What about our midwifery model might be considered historically disappointing by midwives of the future?
• Use of resources – in our midwifery model, we aim to give women informed choice above all else, arguably even above ensuring all women have a reasonable quality of life. Shop floor example: NICE promote informed choice around type of birth, to the point of women being able to choose a caesarean with no medical indication (as long as good information and support is given). A caesarean often costs £1000 more than a normal birth. This amount of money would make a huge difference to a woman and child living on a food budget of £4.56 a week
• Dads not being able to stay overnight – some places offer this, but most hospitals do not. There’s strong evidence to suggest men go through massive hormonal shifts when having a baby too – what are we doing to this process by separating them from their partner and baby? I understand the logistical issues...but will we be viewed as wrong for not prioritising this more?
• Male circumcision – at the moment, midwives don’t have the right to conscientiously object to this. We have to refer to a safe doctor if parents request it.
I don’t mean to sound like I’m arguing for change in these areas (Though, if you're asking, I do believe male circumcision is wrong, though I realise this is my opinion, and the arguments are more complex than they first appear. I also would like birth partners to stay. Not sure about the elective caesarean point).
I’m "just" trying to guess what future generations of midwives might think. I’ll almost certainly be off the mark.

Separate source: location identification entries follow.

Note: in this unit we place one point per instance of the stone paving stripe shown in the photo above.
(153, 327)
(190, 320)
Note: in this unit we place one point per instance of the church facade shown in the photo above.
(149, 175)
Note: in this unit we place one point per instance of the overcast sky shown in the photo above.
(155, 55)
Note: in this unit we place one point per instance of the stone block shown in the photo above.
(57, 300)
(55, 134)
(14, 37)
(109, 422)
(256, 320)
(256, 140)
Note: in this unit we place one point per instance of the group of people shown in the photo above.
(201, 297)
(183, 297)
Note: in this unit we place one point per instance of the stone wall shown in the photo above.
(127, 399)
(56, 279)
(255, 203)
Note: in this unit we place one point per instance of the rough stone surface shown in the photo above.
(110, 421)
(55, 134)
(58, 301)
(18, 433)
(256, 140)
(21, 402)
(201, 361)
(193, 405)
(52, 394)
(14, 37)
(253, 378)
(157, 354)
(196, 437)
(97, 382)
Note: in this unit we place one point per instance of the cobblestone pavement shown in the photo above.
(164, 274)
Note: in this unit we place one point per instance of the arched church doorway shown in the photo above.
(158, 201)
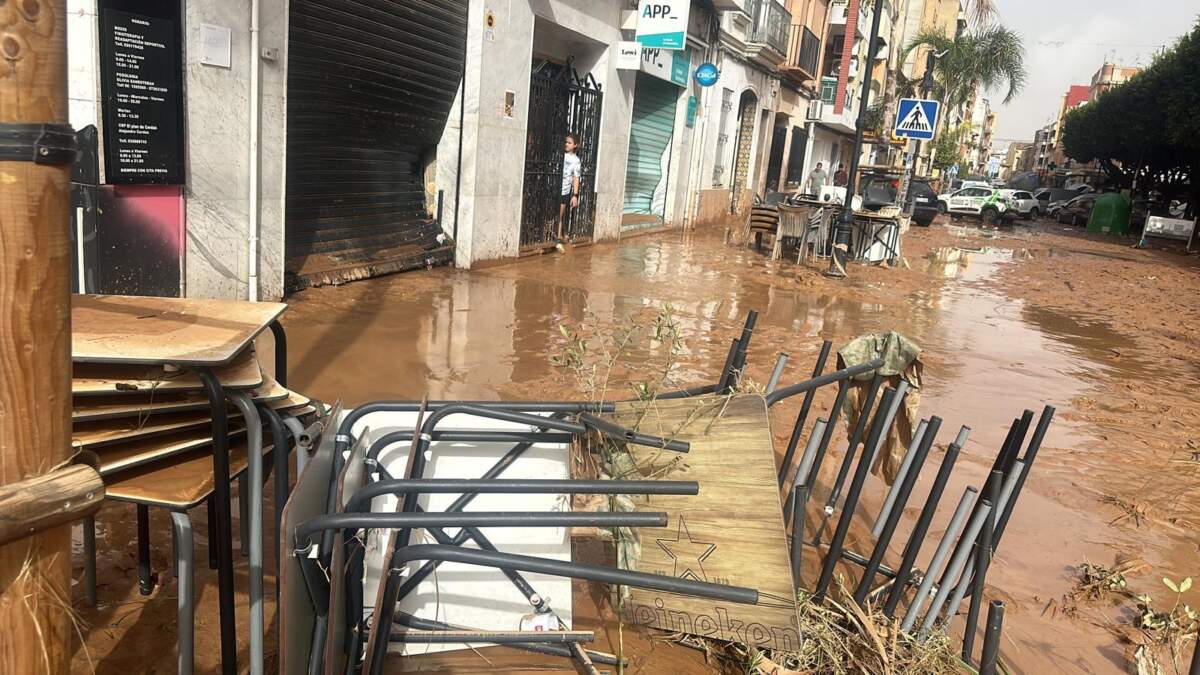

But it does fill me with exhilaration that I might get a whisper of future ideas.
Because morality doesn’t change inevitably, or by chance.
It changes through people thinking very hard about right and wrong.
As a midwife, you can feel powerless to change things. But actually, being present during the biggest experiences of human life is a pretty good starting place to break cultural conditioning and get to the truth.
See midwife Mary Cronk for one of my favourite examples of this 😀
The thought that current midwifery could be one day viewed as historically disappointing makes me uncomfortable. But it’s also undeniably true, and exciting.
Your thoughts matter. Your ideas matter. You are worth it.
And once you've noticed something that needs changing, the odds are you won't be alone.
I’d so love to hear from you on this.
- What about the midwifery model do you think will be viewed as "historically disappointing" in the future?
- Does this make you feel sad? Or excited?
- This post is a bit experimental. Would you rather I got back to discussing midwifery techniques/tactics? (I’ll always do this anyway 🙂 ) But I wondered whether you found this kind of midwifery philosophy interesting?
As always, thanks so much for reading with an open mind, and for any comments – YOU’RE THE BEST!